# What really happens at a Cyclocross race



## palinurus (19 Oct 2008)

It says here..

Where's your dress?


----------



## Speicher (20 Oct 2008)

I am in here today because it is "Dare to be Different Day".


----------



## yenrod (20 Oct 2008)

> What really happens at a Cyclocross race 

You run around a field with a bike !


----------



## dan_bo (21 Oct 2008)

Transvestisism is not usually a feature of the UK cyclocross scene.....honest.


----------



## RedBike (21 Oct 2008)

dan_bo said:


> Transvestisism is not usually a feature of the UK cyclocross scene.....honest.



Oh no....
I've just brought my dress ready!


----------



## papercorn2000 (23 Oct 2008)

Sunday's race was grim! Before the race I was fresh-faced and had nary a care in the world, half an hour or so later...

http://www.flickr.com/photos/24303373@N03/2958251225/in/set-72157608216424373/


----------



## dodgy (23 Oct 2008)

I've never been able to undestand cyclo cross, I can't think of anything worse (cycling related) than riding around a (usually) wet and muddy field.
Maybe the CXers think the same of the other bike disciplines!

Dave.


----------



## dan_bo (23 Oct 2008)

Honestly Dave it's a right buzz. Short, sharp workout with a big bunch of likeminded people, technical/ nadgery bits, lots of mud, always a race going on even if you're at the back, really intense, as serious/not serious as you like, a natter afterwards and home in time for bullseye. 

And, at this time of year, you can pretty much race twice a weekend if you fancy it......

it's a right laugh.


----------



## trio25 (23 Oct 2008)

I never fancied it but then I tried it! It's so much fun! Only an hour but its such a hard workout. Everyone is so friendly and no finishing ages after the winners because I am slow!


----------



## yenrod (23 Oct 2008)

dan_bo said:


> Honestly Dave it's a right buzz. Short, sharp workout with a big bunch of likeminded people, technical/ nadgery bits, lots of mud, always a race going on even if you're at the back, really intense, as serious/not serious as you like, a natter afterwards and home in time for bullseye.
> 
> And, at this time of year, you can pretty much race twice a weekend if you fancy it......
> 
> it's a right laugh.



Though I will say further to my earlier comments - its a cracking day of keeping fit in the off-season...
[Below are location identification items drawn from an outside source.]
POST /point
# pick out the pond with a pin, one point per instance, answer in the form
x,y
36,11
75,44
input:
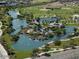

Also you've got to work on Longers starting racing: he'd make a cracker !


----------



## dan_bo (24 Oct 2008)

You're not wrong yenners; He'd easily be cat 2 within a year. 


There's a CX race over in aigburth tomorrow 2pm- you havin a go or what?


----------



## dan_bo (25 Oct 2008)

having said that, I've been seconded onto fence erecting duties round at the M-I-Ls today. I'll be doing the roses challenge over in sheffield tomorrow instead.


----------



## yenrod (25 Oct 2008)

dan_bo said:


> You're not wrong yenners; He'd easily be cat 2 within a year.
> 
> 
> There's a CX race over in aigburth tomorrow 2pm- you havin a go or what?



As much as I dont know him well as i only met him for a few hours but..he was saying you race and about the cyclo-x stuff too.

Ive been down to the Aigburth race, prior years.

Its a good circuit to get into 'in our area' as there are races now Manchester/Merseyside/Lancs..etc..so its a nice regime - cheap entry and keeps the spritis up if you are missing the changangs etc...

All the best Dan !


----------